Is anyone able to point me to resources needed to understand the issue and adopt best practice for the following. I have:

  • NixOS 23.11
  • Home Manager Standalone installation
  • rclone 1.64.2 installed system wide

i specify/hardcode .config/rclone/rclone.conf in home.nix …

for onedrive and google drive, rclone.conf is periodically updated by rclone. if rclone.conf is not updated, one loses write access to these cloud services until it is.

since home manger has created the rclone.conf file though, rclone does not have write access to it.
(i tried sudo rclone as quick fix, but then it wanted .config in root folder not in home)
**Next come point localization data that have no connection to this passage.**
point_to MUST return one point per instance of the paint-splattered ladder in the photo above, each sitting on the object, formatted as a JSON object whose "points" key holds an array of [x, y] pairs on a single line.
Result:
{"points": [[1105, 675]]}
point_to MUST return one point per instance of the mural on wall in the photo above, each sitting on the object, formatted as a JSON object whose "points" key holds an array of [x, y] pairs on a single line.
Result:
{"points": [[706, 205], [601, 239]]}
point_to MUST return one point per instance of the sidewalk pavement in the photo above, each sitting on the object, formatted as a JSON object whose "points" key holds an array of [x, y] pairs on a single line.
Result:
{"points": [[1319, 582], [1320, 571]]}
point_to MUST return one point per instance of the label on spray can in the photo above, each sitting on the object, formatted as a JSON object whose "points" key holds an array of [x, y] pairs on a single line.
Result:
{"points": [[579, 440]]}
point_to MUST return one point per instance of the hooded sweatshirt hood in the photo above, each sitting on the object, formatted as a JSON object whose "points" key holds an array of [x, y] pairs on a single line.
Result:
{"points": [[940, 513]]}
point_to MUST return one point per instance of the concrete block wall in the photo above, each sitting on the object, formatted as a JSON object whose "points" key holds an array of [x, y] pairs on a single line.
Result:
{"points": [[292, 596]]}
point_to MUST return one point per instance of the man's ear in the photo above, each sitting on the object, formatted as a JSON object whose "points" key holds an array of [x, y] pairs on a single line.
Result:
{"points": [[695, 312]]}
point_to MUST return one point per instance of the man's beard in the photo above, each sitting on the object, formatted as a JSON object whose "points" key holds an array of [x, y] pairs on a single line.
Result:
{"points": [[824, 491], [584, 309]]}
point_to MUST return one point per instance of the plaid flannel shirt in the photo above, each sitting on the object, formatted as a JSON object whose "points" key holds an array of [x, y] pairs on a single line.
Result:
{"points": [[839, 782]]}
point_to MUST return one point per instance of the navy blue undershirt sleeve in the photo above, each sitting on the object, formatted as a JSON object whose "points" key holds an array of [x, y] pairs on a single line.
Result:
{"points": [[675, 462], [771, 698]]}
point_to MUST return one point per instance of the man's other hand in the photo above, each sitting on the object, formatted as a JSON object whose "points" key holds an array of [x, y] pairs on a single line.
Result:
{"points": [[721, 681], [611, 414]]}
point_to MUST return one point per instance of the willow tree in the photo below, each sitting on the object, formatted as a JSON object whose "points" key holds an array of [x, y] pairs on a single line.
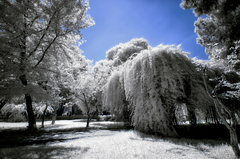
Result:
{"points": [[30, 33], [153, 83], [219, 33]]}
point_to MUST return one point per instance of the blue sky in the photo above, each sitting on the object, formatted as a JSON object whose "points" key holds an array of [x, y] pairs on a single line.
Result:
{"points": [[157, 21]]}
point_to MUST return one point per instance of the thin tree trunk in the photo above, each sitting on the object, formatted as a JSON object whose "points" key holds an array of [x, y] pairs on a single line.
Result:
{"points": [[2, 103], [31, 117], [54, 116], [43, 115], [218, 106], [88, 120]]}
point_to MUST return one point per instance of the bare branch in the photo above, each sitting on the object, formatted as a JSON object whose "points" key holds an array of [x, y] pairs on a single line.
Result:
{"points": [[45, 52]]}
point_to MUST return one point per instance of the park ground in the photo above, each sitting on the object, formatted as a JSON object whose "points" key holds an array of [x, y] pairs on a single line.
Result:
{"points": [[103, 140]]}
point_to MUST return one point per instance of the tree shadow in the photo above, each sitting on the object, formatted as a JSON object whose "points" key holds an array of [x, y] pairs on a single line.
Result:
{"points": [[15, 138], [43, 152], [182, 141]]}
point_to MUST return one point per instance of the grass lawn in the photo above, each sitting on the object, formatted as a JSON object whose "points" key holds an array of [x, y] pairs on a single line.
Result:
{"points": [[69, 139]]}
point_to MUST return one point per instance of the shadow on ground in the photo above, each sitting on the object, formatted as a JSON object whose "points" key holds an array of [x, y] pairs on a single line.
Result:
{"points": [[184, 141], [42, 152], [15, 138]]}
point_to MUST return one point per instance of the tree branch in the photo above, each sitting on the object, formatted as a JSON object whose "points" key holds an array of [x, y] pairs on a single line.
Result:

indeed, even if rclone did have write access to rclone.conf, it wouldn’t change what i have hardcoded into home.nix - consequently the next time I “home-manager switch” i would lose the changes to rclone.conf anyhow, as they are specified in home.nix.

i’m curious to know what best practice is in this scenario. in addition to allowing rclone permissions to update the current instance rclone.conf, perhaps de-hardcoding home.nix so it refers to a separate file and then somehow periodically updating that file to what is in rclone.conf… neither of which know how to do.

or perhaps home-manager isn’t suitable for this use case. i just want programs to work ‘out of the gate’ each time i switch.

Thanks, Chris.

Yeah, this comes down to rclone not being particularly well thought-out: Separate mutable state from configuration (read only config file) · Issue #3655 · rclone/rclone · GitHub

They’re storing state in a configuration file, this means your configuration file is data, and as a result rclone cannot be configured declaratively.

You’ll have to wait for that bug to be fixed for google drive & co, since there the token refreshes and stuff are necessary for authentication. For some other values that rclone implicitly adds (e.g. shell type when using sftp) you can hardcode them.